Every tradition has to start somewhere.
Not me, personally, but I know a group of eight that are there. All unvaccinated (“muh freedums!”) and all from a Delta hotspot county north of me.
Idiots, the lot of them.
Last March the Burning Man Org announced that the event would be cancelled for the second year, citing there was simply no way to guarantee whether it would be safe in August. Although it has only 70,000 attendees there are a lot of moving parts it it was better to pull the plug early before too much had been committed only to be wasted later on. Several major theme camps had already announced they would be skipping, as early as January. There was great sadness but it’s looking like they made the right call.

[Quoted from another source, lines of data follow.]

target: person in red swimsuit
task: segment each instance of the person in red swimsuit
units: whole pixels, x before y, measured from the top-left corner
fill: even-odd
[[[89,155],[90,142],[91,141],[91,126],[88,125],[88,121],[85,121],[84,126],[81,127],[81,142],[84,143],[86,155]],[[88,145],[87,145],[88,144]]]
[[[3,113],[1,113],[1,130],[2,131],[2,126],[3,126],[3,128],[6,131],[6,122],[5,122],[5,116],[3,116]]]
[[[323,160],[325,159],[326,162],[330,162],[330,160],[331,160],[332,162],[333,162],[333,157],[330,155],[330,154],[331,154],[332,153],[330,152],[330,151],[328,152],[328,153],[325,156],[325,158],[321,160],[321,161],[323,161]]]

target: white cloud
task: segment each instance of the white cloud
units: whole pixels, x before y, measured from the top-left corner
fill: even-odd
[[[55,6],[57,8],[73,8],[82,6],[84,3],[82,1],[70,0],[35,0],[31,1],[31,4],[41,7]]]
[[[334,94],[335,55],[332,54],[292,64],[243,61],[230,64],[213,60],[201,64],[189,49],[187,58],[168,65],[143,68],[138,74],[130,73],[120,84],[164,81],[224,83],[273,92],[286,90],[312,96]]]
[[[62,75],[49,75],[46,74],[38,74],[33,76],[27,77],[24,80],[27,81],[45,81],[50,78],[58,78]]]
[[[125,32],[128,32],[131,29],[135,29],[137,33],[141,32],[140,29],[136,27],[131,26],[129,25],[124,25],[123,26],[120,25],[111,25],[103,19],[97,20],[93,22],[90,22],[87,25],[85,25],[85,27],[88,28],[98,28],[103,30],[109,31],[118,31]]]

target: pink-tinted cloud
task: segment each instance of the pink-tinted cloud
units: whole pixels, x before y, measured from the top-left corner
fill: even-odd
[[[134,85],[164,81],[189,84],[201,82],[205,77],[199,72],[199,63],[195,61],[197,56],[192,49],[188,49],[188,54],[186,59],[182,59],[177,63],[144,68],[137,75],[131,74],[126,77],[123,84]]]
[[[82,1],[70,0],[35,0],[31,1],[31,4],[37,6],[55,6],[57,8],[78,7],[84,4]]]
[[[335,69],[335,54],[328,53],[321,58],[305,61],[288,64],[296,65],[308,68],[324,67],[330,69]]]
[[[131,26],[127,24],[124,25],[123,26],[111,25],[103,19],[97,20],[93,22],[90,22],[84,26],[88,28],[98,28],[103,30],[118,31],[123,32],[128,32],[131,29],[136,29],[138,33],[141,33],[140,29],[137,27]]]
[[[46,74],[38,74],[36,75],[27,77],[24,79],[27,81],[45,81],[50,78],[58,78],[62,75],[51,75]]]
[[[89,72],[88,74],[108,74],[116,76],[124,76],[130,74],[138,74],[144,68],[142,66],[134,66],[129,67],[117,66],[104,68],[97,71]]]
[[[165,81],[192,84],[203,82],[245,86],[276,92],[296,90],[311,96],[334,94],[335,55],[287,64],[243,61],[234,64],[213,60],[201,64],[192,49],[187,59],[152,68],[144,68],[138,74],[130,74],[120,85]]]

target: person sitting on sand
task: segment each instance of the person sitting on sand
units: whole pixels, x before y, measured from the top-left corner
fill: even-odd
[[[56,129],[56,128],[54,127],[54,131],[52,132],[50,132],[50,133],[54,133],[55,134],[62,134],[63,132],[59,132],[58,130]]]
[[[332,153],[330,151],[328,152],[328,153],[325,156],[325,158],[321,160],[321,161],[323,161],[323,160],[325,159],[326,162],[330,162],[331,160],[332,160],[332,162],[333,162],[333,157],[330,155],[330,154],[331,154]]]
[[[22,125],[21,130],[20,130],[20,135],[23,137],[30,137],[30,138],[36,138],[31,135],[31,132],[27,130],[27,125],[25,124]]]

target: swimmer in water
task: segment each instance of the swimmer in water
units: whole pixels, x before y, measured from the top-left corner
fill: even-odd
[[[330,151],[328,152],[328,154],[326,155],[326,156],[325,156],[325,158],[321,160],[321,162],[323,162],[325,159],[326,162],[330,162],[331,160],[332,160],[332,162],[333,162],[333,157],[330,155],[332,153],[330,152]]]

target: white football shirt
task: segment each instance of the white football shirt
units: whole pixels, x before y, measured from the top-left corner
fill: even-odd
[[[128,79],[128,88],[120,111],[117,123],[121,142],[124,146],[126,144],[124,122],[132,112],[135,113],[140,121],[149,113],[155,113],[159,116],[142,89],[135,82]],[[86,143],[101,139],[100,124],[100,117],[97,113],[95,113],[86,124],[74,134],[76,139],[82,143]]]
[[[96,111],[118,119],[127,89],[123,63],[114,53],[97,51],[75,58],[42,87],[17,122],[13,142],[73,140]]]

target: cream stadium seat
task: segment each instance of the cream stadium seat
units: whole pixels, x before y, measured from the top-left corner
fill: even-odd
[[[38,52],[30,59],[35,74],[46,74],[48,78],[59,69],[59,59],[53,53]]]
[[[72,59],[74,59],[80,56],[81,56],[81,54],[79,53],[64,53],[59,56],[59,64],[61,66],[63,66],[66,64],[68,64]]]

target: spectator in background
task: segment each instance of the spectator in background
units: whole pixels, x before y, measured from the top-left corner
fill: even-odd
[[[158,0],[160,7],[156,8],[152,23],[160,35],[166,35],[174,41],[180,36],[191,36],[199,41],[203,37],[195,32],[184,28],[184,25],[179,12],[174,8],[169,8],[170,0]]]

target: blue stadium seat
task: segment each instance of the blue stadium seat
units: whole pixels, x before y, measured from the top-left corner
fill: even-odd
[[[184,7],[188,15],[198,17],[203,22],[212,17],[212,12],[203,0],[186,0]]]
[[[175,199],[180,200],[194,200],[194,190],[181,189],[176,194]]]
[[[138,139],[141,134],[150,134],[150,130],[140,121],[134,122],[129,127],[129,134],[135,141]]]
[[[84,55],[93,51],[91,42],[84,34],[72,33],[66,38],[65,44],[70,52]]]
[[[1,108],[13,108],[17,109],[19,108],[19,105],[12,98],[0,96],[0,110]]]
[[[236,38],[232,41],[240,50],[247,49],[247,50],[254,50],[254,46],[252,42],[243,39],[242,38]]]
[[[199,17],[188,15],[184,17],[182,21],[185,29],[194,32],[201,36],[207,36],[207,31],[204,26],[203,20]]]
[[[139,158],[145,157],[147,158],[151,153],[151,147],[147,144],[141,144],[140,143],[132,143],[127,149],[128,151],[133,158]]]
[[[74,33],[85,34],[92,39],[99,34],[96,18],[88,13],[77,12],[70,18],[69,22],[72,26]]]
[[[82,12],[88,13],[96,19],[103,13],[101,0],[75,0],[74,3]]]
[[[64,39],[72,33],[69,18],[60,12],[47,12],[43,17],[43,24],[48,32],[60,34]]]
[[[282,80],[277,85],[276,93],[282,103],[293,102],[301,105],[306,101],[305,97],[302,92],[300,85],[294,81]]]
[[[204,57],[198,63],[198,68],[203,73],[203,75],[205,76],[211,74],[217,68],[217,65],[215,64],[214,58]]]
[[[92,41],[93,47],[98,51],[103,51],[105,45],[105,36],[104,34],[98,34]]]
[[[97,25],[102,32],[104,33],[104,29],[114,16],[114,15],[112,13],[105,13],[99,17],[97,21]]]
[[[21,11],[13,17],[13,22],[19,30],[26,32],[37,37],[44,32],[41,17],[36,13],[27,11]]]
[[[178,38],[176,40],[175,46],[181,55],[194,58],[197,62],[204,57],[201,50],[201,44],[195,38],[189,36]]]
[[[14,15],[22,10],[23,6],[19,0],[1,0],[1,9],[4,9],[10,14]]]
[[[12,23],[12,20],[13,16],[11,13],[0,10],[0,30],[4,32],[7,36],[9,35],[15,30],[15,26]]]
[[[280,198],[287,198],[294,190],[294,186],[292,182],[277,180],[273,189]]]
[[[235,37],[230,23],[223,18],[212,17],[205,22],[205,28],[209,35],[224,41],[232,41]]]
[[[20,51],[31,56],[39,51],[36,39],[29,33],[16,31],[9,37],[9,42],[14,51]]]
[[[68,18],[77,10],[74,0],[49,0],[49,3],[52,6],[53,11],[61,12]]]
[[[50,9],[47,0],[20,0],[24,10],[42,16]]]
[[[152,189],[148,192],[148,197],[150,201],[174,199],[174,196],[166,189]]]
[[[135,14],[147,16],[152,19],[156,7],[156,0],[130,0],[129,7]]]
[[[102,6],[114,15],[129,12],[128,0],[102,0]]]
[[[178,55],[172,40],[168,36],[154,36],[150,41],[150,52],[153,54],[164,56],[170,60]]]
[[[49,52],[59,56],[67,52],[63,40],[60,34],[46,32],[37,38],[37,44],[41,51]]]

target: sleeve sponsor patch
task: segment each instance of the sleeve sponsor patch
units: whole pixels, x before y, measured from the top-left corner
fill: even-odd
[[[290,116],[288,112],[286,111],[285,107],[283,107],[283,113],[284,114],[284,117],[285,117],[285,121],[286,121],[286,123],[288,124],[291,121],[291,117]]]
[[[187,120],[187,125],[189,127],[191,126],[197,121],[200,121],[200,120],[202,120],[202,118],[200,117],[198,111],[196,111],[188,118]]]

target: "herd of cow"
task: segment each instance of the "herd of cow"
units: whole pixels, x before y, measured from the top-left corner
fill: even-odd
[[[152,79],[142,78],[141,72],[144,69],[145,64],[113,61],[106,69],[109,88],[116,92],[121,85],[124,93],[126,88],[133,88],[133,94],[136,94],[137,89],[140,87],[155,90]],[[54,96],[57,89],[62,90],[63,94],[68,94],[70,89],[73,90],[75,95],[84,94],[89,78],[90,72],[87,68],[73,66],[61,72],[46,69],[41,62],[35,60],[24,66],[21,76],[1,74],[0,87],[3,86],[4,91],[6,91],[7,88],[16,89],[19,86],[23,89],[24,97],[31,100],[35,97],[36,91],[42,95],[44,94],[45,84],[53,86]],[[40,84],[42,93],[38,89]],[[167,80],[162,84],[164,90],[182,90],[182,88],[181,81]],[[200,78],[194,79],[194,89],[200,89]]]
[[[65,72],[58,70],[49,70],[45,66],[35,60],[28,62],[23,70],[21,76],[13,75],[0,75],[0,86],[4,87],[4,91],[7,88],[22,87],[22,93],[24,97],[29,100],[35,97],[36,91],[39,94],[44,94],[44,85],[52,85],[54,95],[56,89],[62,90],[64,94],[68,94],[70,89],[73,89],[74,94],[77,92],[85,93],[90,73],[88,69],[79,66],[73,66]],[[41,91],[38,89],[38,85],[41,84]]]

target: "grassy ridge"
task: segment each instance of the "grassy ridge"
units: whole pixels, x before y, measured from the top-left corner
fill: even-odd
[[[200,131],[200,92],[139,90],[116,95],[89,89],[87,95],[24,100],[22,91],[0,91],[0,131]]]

I think it fair to point out that there are many other gatherings also taking place, Lollapalooza, 100% capacity ballparks. Singling this event out in 2021 is not particularly good reporting IMO.
The ballpark thing I get, but to be fair, Lottapalookas required proof of vaccination or negative covid test results. I still wouldn’t have gone, but that’s not nothing.
True, but how many of these other events have more than 500,000 attending? The current guess is more than 700,000 this year:
More than 500,000 would be a weekend of people at ballparks. Then Monday, Tuesday addons etc…
I am making the point that the months long lockdown button is much less likely to be pushed at this point. It’s going to be more “you’re on your own.” Yes, there is going to be continued and increased support for businesses and other entities that want to require proof of vaccinations. But full lockdown is a limited resource. So I do take question with the current LOL Sturgis hype, considering what else is going on.
I personally have not opened up that much. Don’t need to for work, kids still too young to get vaccinated. I want to keep my kids’ mostly outdoors and masked stuff open as long as reasonably possible. Because we already 100% virtual school for more than a year. I consider virtual school a degrading situation that will continue to decline if we need to go back 100%. People will simply stop caring. There are multiple components to everything going on with the pandemic, and I have always known that certain resources used to combat the pandemic are limited.
Seems MLB is doing the same for fans who don’t want to mask up. That’s been the case for Mariners home games and presumably all the other stadiums.
My 30yo nephew, a firefighter/emt, and his new spouse, a hospital nurse who has treated Covid patients, are going to this on their Harleys motoring from Chicago. They’re vaccinated, but it’s bananas to me that they’re going at all.
At least it’s Russian Roulette with one chamber loaded instead of four.
I don’t see how anybody can determine the effect of this year’s Sturgis. Last year everything was pretty calm and you could watch the cases start to crop up in SD and the surrounding states. Iowa took a particularly bad hit. This year the whole country is a blaze with Delta; Sturgis will be lost in the flood. If WI cases go up (like the Peshtigo Fire), who knows why?
I’m sure it will be a shit show; my boss just attended a family wedding (and they are ALL drinkers of the Trump kool-aid); so far, one week after (at last report, three days ago), at least 23 attendees have been diagnosed. And they themselves are all likely Rally-goers (historically they always have taken the week off to go).
How long after Sturgis last year did the Dakotas’ cases explode?
About 2 weeks. Almost like clockwork. Here’s the graph at the NYTimes. It’s the bump at the end of August/beginning of September.
Of course, the really big explosion was at the end of the year, but that happened across the whole country. And a noticeable bump 2 weeks after Christmas.
About three months of steady growth to see the full impact of Sturgis. Delta appears to have a higher effective reproduction number, so it might escalate faster. We’ll see.
I might end up eating my words, but I have a prediction. Over 0.2% of both South Dakota and North Dakota have already died of Covid. That means a huge % of the population has had Covid. Plus their vaccination rates are not that bad. Depending on how much overlap there is between previously infected and vaccinated people, there may be quite a bit of immunity in the population. Okay, so I’m going out on a limb and predict that cases may rise a week after the rally ends, but deaths won’t surge like they did last year.
Does the fact that the new “D” strain, which is much more dangerous and which pretty much wasn’t a factor in last year’s rally, is probably going to infect people there change your calculations?
Isn’t that generally how Russian Roulette is played anyway? 1 chamber loaded, the other 5 empty?
I’m assuming the D strain is not much more deadly, just that much more contagious. The vaccine is still pretty strong against hospitalization and death. One thing that’s more sketchy is that I’m also assuming that prior infection does incur some amount of protection against death. Obviously, I could be very wrong about that.
So, surge in cases and probably hospitalizations? Yes. Surge in deaths? Not as much as last year.
Uh, yeah. I was implying that the vaccinated relatives have a better chance of escaping harm than the rest of the Sturgis attendees – they’re the ones playing with four loaded cylinders.